“All of a sudden we look at the calendar, and you say ‘ Guys, if we’re a real band, we need to play.’”

Buffalo Tom plays the Paradise this Saturday, and Bill Janovitz, guitarist and primary songwriter of the legendary Boston band, knows it appears as if the guys crawl out of hiding once a year. But even the infrequent gigs require enough work to keep the band busy.

“You know you have to plan these gigs almost a half a year in advance to get a good booking,” Janovitz said during an interview earlier this week. “We’re so part-time now, if it’s even that. But we are working on new material this time. Years go by before you realize it’s been a while for a new record.”

Now, this is news. For those of us eager for a follow-up to the band’s latest album, 2011’s Skins, any sign that Buffalo Tom may be headed into the studio is more than welcome. Janovitz confirmed that there are some new tunes floating around.

“We’ve been slowly, since last fall, doing new material. In addition to the Sinclair shows we did last summer, we did a show up in Newburyport for an education foundation up there. It’s a cool benefit out on this farm that’s owned by, or at least is in the stewardship of Historic New England. The reason I bring that up is that we did have a new song that we debuted there. So it’s been about that long since we’ve been in the practice room, chipping away at new material. So we’ll trot out about three or four songs that are brand new [at the Paradise]. And when we record them is anybody’s guess, but I assume it’ll be at the end of this summer. Probably next fall knowing how slowly things go.”

Knowing that there is a follow-up to Skins in the offing, this summer’s annual gig feels a bit more significant. Buffalo Tom always seems to skim cultural currents, whether it’s their famed appearance on the definitive 90s teen soap, “My So-Called Life,” or their seeming ubiquity as a top five band among taste-making, influence-peddling celebrities (looking your way, Jon Stewart). But so much of their place in contemporary pop culture links to a wistfulness for the best rock music of the 90s.

Over the past five years, it has felt that the annual Buffalo Tom summer gig was a bone thrown to the 90s kids in town, to the nostalgic past of Boston Rock City. The night belonged to aging Gen Xers looking to get out to hear one of their favorite bands tear through hits and deep cuts from Big Red Letter Day and Let Me Come Over again. But in addition to this year’s show previewing some new music, another funny thing has happened. Those aging Gen Xers now have kids who are starting to dig Mom and Dad’s records, and the sounds that are coming out of the Boston scene are awfully familiar to those of us who were around for the 90s wave. Whether it’s echoes of The Pixies in Palehound, or the traces of Tanya Donelly in the latest from Lady Pills, bands on the Boston scene sound a bit more like bands of Boston past. For Janovitz, this hits a little closer to home as he watches his seventeen year old daughter embracing dad’s music while her peers start to make up dad’s audience.

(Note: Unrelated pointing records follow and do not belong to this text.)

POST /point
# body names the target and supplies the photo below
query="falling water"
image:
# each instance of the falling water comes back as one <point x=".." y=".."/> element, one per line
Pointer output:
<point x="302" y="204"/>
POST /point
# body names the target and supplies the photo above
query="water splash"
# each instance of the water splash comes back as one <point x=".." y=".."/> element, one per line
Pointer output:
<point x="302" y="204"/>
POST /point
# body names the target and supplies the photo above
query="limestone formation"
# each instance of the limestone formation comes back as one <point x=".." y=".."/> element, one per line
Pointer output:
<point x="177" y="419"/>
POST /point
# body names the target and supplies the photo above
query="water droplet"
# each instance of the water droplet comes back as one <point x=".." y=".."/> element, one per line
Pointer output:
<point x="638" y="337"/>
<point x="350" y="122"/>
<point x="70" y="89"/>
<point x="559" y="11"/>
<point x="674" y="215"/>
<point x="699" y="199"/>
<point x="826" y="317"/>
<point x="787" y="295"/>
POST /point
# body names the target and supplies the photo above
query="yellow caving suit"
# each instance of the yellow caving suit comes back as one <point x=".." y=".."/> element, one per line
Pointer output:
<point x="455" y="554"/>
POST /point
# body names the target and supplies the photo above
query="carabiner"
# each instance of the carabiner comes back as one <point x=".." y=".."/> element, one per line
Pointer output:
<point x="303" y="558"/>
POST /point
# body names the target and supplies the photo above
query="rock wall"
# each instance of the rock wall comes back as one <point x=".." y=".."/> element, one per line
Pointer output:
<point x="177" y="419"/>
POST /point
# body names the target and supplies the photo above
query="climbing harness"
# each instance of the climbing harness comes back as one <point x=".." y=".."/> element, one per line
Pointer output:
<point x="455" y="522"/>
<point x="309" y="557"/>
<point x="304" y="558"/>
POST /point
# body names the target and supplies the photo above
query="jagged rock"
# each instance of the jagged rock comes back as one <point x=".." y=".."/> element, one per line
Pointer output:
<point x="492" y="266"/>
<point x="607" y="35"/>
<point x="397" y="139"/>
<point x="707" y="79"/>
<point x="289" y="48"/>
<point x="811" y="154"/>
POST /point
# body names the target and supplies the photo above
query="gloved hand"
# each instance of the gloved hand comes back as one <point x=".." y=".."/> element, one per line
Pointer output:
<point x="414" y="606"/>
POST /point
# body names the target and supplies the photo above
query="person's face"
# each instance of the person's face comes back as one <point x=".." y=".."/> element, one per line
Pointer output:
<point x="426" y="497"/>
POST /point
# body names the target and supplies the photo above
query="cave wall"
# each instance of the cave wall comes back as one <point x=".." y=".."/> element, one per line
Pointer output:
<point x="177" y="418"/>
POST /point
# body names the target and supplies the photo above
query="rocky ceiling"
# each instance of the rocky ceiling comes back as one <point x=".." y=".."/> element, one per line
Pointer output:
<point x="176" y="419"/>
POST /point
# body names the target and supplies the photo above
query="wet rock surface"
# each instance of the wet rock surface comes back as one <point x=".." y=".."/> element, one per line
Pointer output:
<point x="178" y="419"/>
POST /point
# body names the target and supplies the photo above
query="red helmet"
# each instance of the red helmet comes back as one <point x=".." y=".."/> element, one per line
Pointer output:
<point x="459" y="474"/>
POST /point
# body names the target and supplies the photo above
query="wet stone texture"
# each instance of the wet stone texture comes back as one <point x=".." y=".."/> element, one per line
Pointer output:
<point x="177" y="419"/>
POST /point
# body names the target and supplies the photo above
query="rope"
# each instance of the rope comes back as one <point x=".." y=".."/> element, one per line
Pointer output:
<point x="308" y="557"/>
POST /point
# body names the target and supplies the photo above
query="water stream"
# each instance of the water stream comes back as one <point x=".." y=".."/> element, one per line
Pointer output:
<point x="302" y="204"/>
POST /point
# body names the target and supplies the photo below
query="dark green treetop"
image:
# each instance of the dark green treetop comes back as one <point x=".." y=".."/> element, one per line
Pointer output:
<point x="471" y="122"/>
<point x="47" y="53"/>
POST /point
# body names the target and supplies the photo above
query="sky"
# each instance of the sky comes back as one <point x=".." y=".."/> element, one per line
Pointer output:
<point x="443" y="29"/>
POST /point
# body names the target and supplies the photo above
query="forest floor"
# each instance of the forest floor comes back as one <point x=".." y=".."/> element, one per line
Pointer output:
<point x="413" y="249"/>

“I think the bulk of the crowd -- if you’ll forgive the term bulk -- are people that are our age. I’m the young guy in the band. I just turned 50, and the other guys are about a year, two years older. Most of our crowd, in fact, goes up into the 60s now. But I’m making sure that kids that are about 17 or 18 can come to the show, so it’s the children of people like me. My kid is coming, and she’s 17. And there’s other fans that grew up listening to their parents’ records that are 17 and 18 years old.”

Janovitz certainly isn’t afraid of the band’s past. He indulged questions about touring and recording as part of the late 80s and early 90s so-called alternative wave for a good twenty-five minutes of our interview. (How could any self-respecting 90s rock kid pass up the opportunity to ask Bill Janovitz about working with the Robb brothers on Big Red Letter Day? I certainly couldn’t.) But he made it clear in our conversation that the shows aren’t only about looking backward. They’re about celebrating Buffalo Tom as a living, breathing, working band, (a “real band” in his words) and to establish even more deeply their relationship to the currents of rock music -- particularly in Boston -- today. In other words, Buffalo Tom have gone from being the young lions of an underground scene to being the tradition bearers for a younger generation. Even if they were always conscious that they’d likely be heard as such. As Janovitz said, “Our early days were not so concerned with being cutting edge. We weren’t really that conscious of that sort of thing. We saw ourselves as part of a tradition.”

They still do. And they’ve firmly established their place in that tradition. “Is everything old new again? You could say that. But I think it’s a continuum. Things circle back on themselves, particularly with guitar bands. Some say the model is archaic, but I don’t think so. There’s not much that’s as exciting as when you see a band that’s clicking together, and with good material too.”